I hear some version of this in almost every conversation with a managing partner: "We know we need to do something. It just feels scattered. I'm not even sure where to start."
That is not indecision. That is a rational response to a genuinely hard problem. The managing partners who have thought about this the longest are often the most stuck, because they understand the complexity well enough to see why the obvious moves are insufficient.
What is actually freezing you
It is not fear of AI. The leaders I work with are not intimidated by the technology. One managing partner told me: "I'm not afraid of AI. I'm afraid of making the wrong bet and finding out in 18 months."
That is a different problem. And it tends to show up in specific ways.
There is no framework for the commercial question. Your firm probably has a technology adoption process. Maybe a committee that evaluates tools. But there is no equivalent process for the harder question: what new services should we build, how should we price them, and who buys them? The technology question has a home in the organization. The commercial question does not.
The cost of choosing wrong feels high.
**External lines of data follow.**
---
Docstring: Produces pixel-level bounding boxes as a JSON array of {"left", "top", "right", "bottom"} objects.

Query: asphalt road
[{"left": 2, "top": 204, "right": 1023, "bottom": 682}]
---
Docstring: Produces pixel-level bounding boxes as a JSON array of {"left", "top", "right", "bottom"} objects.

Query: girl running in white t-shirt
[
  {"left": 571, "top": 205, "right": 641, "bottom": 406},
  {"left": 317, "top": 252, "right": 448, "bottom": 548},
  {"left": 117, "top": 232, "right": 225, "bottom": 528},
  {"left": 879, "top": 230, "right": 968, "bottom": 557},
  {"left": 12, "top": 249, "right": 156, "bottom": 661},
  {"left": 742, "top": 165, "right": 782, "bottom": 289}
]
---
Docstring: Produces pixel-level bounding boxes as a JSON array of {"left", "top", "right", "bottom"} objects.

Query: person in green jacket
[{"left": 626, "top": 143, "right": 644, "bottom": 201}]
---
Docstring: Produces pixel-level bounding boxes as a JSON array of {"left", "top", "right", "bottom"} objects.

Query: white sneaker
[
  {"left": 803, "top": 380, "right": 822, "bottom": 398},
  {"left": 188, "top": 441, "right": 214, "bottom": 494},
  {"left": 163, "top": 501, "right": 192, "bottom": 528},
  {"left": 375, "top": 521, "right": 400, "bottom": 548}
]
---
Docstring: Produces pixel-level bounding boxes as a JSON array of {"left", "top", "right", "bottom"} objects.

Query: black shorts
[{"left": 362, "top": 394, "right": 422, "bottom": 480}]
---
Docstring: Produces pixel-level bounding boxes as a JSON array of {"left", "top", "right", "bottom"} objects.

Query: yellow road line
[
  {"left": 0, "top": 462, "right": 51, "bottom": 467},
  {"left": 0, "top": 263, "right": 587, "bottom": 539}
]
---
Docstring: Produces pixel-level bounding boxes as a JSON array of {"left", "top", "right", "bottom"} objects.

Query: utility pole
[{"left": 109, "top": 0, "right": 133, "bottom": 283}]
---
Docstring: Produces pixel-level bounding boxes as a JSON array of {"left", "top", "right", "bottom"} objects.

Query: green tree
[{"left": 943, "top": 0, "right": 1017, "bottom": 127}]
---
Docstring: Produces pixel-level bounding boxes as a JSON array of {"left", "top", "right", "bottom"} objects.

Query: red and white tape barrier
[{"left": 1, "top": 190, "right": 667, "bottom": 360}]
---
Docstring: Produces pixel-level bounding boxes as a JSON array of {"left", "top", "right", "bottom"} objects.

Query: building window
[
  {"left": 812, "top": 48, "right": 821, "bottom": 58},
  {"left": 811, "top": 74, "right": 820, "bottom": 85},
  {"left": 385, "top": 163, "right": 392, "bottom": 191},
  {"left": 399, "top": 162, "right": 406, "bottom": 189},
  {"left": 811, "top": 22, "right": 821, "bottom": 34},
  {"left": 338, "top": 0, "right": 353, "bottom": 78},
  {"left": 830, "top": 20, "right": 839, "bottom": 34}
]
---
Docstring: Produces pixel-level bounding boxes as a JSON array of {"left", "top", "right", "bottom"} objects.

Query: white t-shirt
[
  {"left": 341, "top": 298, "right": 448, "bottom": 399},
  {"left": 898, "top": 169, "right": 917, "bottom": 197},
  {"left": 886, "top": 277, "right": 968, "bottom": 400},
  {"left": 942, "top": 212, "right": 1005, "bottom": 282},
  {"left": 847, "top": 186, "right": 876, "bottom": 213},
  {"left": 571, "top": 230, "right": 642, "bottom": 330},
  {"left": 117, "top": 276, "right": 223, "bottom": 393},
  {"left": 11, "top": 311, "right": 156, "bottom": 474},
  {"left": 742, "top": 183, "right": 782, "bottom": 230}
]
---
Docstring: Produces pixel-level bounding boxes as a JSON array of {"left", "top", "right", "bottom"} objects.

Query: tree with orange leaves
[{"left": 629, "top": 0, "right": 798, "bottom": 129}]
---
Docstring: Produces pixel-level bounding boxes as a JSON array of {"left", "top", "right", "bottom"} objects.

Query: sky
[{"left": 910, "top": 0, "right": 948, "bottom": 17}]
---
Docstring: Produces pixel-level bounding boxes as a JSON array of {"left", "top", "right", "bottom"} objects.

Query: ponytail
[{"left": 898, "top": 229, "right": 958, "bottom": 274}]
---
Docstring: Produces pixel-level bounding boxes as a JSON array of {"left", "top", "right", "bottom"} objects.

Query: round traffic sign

In a billable-hours firm, every hour spent on strategy is an hour not billed. Every initiative that does not produce revenue is visible. The risk of picking the wrong direction and spending months on it — while competitors pick the right one — creates a kind of paralysis that no amount of reading or research resolves.
You cannot get the partners aligned. You might see the opportunity clearly. But getting six or eight partners to agree on a direction, when each one has a different view of the market, a different comfort level with change, and a different definition of "advisory" — that is a coordination problem that solo thinking cannot solve. The conversation has not happened because there is no obvious way to structure it.
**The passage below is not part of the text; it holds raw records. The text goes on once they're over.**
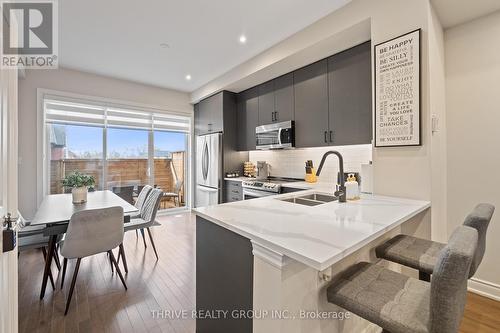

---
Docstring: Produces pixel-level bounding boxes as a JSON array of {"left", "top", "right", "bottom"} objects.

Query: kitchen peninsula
[{"left": 194, "top": 182, "right": 430, "bottom": 333}]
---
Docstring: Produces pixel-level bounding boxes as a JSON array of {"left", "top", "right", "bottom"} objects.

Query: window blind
[
  {"left": 44, "top": 98, "right": 105, "bottom": 126},
  {"left": 43, "top": 95, "right": 190, "bottom": 133},
  {"left": 153, "top": 113, "right": 190, "bottom": 132}
]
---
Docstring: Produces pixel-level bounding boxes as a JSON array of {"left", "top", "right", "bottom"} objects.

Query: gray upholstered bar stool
[
  {"left": 375, "top": 203, "right": 494, "bottom": 281},
  {"left": 60, "top": 206, "right": 127, "bottom": 315},
  {"left": 327, "top": 225, "right": 478, "bottom": 333}
]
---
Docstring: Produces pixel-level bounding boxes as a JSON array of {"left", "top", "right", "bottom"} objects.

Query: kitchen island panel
[{"left": 196, "top": 216, "right": 254, "bottom": 333}]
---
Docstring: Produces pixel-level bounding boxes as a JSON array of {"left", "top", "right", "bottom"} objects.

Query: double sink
[{"left": 279, "top": 192, "right": 337, "bottom": 206}]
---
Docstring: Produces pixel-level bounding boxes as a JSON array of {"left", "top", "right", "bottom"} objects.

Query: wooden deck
[{"left": 18, "top": 212, "right": 500, "bottom": 332}]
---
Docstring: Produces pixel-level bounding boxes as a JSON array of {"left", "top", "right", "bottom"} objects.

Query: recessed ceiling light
[
  {"left": 185, "top": 74, "right": 192, "bottom": 81},
  {"left": 239, "top": 35, "right": 247, "bottom": 44},
  {"left": 159, "top": 43, "right": 170, "bottom": 49}
]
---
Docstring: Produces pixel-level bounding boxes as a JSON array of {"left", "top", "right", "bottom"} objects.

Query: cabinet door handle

Those problems feed each other. Without a framework, the options feel endless. With endless options, the risk of choosing wrong feels bigger. With high stakes, getting alignment feels harder. The loop tightens.
What unfreezing looks like
It does not look like buying another tool or hiring a consultant to write a 60-page AI strategy document. The firms I have seen break out of this pattern did something simpler.
They put their senior team in a room and worked through the commercial question together. Not the technology question. Not "which AI tools should we buy." The revenue question: what can we sell that we could not sell before, and how do we price it?
That requires two things most firms do not have internally. First, someone with pattern recognition from previous technology cycles who can show what has worked commercially in other industries and other firms. Second, a structured process that forces decisions in a compressed timeframe so the conversation does not dissolve into another open-ended initiative.
Two days. Not six months of committee work. Not a pilot program. A focused conversation where the people who understand the clients and the delivery sit together and build something specific — offerings with a price, a delivery model, and a target buyer.
The pattern under the pattern
The managing partners who feel the most stuck are usually the best positioned to move. They have done the thinking. They understand why "just adopt AI tools" is not a strategy. They see the margin compression coming. They know their clients are not waiting.
What they do not have is a mechanism to convert that understanding into a plan their team can execute. They know enough. They just lack a process.
If that sounds like where you are, you are not behind. You are one structured conversation away from having a direction.